[Python-Dev] shrinking dicts
Vladimir Marangozov
Vladimir.Marangozov@inrialpes.fr
Tue, 10 Aug 1999 13:04:27 +0100 (NFT)
Currently, dictionaries always grow until they are deallocated from
memory. This happens in PyDict_SetItem according to the following
code (before inserting the new item into the dict):
/* if fill >= 2/3 size, double in size */
if (mp->ma_fill*3 >= mp->ma_size*2) {
if (dictresize(mp, mp->ma_used*2) != 0) {
if (mp->ma_fill+1 > mp->ma_size)
return -1;
}
}
The symmetric case is missing and this has intrigued me for a long time,
but I've never had the courage to look deeply into this portion of code
and try to propose a solution. Which is: reduce the size of the dict by
half when the nb of used items <= 1/6 the size.
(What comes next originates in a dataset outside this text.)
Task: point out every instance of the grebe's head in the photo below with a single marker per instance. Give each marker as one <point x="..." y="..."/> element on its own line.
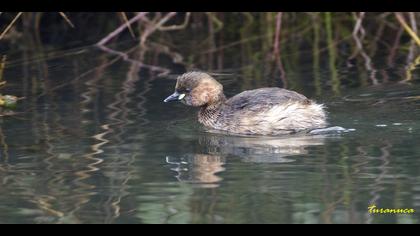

This situation occurs far less frequently than dict growing, but anyways,
it seems useful for the degenerate cases where a dict has a peek usage,
then most of the items are deleted. This is usually the case for global
dicts holding dynamic object collections, etc.
A bonus effect of shrinking big dicts with deleted items is that
the lookup speed may be improved, because of the cleaned <dummy> entries
and the reduced overall size (resulting in a better hit ratio).
The (only) solution I could came with for this pb is the appended patch.
It is not immediately obvious, but in practice, it seems to work fine.
(inserting a print statement after the condition, showing the dict size
and current usage helps in monitoring what's going on).
Any other ideas on how to deal with this? Thoughts, comments?
--
Vladimir MARANGOZOV | Vladimir.Marangozov@inrialpes.fr
http://sirac.inrialpes.fr/~marangoz | tel:(+33-4)76615277 fax:76615252
-------------------------------[ cut here ]---------------------------
*** dictobject.c-1.5.2 Fri Aug 6 18:51:02 1999
--- dictobject.c Tue Aug 10 12:21:15 1999
***************
*** 417,423 ****
ep->me_value = NULL;
mp->ma_used--;
Py_DECREF(old_value);
! Py_DECREF(old_key);
return 0;
}
--- 417,430 ----
ep->me_value = NULL;
mp->ma_used--;
Py_DECREF(old_value);
! Py_DECREF(old_key);
! /* For bigger dictionaries, if used <= 1/6 size, half the size */
! if (mp->ma_size > MINSIZE*4 && mp->ma_used*6 <= mp->ma_size) {
! if (dictresize(mp, mp->ma_used*2) != 0) {
! if (mp->ma_fill > mp->ma_size)
! return -1;
! }
! }
return 0;
}